DALLAS - Four months after a highly critical audit, there is a new interim CEO in charge of VisitDallas, an organization that receives $30 million in tax dollars each year to recruit convention business.
We have also learned that the former CEO is receiving $600,000 in severance pay. An amount that the chair says they negotiated down, since Phillip Jones still had four years left on his contract.
Sam Coats, the new man temporarily in charge of VisitDallas, has a record of turning companies around.
“The last one was Schlotzsky's. It was a broken company. This is not a broken organization,” Coats said.
But it is an organization that was under fire while under former CEO, Phillip Jones, and CFO, Matt Jones.
“There were very much issues at VisitDallas with fraud, waste, and abuse,” Dallas Councilman Scott Griggs said.
Griggs, who is in a runoff race for mayor, was among the first to call for Jones' resignation after an audit found that numbers used by the organization to justify its existence, along with Jones’ $700,000 salary, could be inaccurate.
The audit also found issues with Jones's expenses that were above policy limits, along with $7,000 in gifts without proper documentation, and even reimbursement for a $543 Tumi backpack.
“It was time for these gentlemen to leave the organization,” Griggs said.
Mike Rawlings, who was the chair of VisitDallas before he was elected mayor, says one of the problems with the tax dollar funded non-profit is its unwieldly 50-member board.
[REPORTER: “Did you ask for Jones to resign?”] “No, I did not. I asked the board chair, and the board to get serious about taking this organization to the next level.
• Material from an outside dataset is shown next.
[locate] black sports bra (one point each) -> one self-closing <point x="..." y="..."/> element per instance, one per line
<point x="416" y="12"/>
They responded,” Rawlings replied.
What led to the CFO's departure is less clear.
[REPORTER: “Did the CFO resign or was he terminated?”] “That's a personnel matter and I can't comment on that,” VisitDallas Chair Mark Woelffer said.
[REPORTER: “Was there any wrongdoing on his part?] “No,” Woelffer replied.
Coats says one of his first priorities is to get the city to renew the VisitDallas contract about a year early, in order to attract a permanent CEO.
“If there is uncertainty out there, why would someone of that caliber come if there is still a question mark? We can go to the city and hopefully get it done working with the city council, and whoever the new mayor is,” Coats said.
And whoever the next CEO is, Dallas is counting on them in a big way.
“Without VisitDallas, the hotel community will not survive,” Woelffer said.
Mayor Rawlings said VisitDallas leaders have assured him that in six months, there will be a proposal for a new governance structure for the board to vote on.
Whether or not the next CEO will also rake in a $700,000 salary, will be decided by the VisitDallas Board.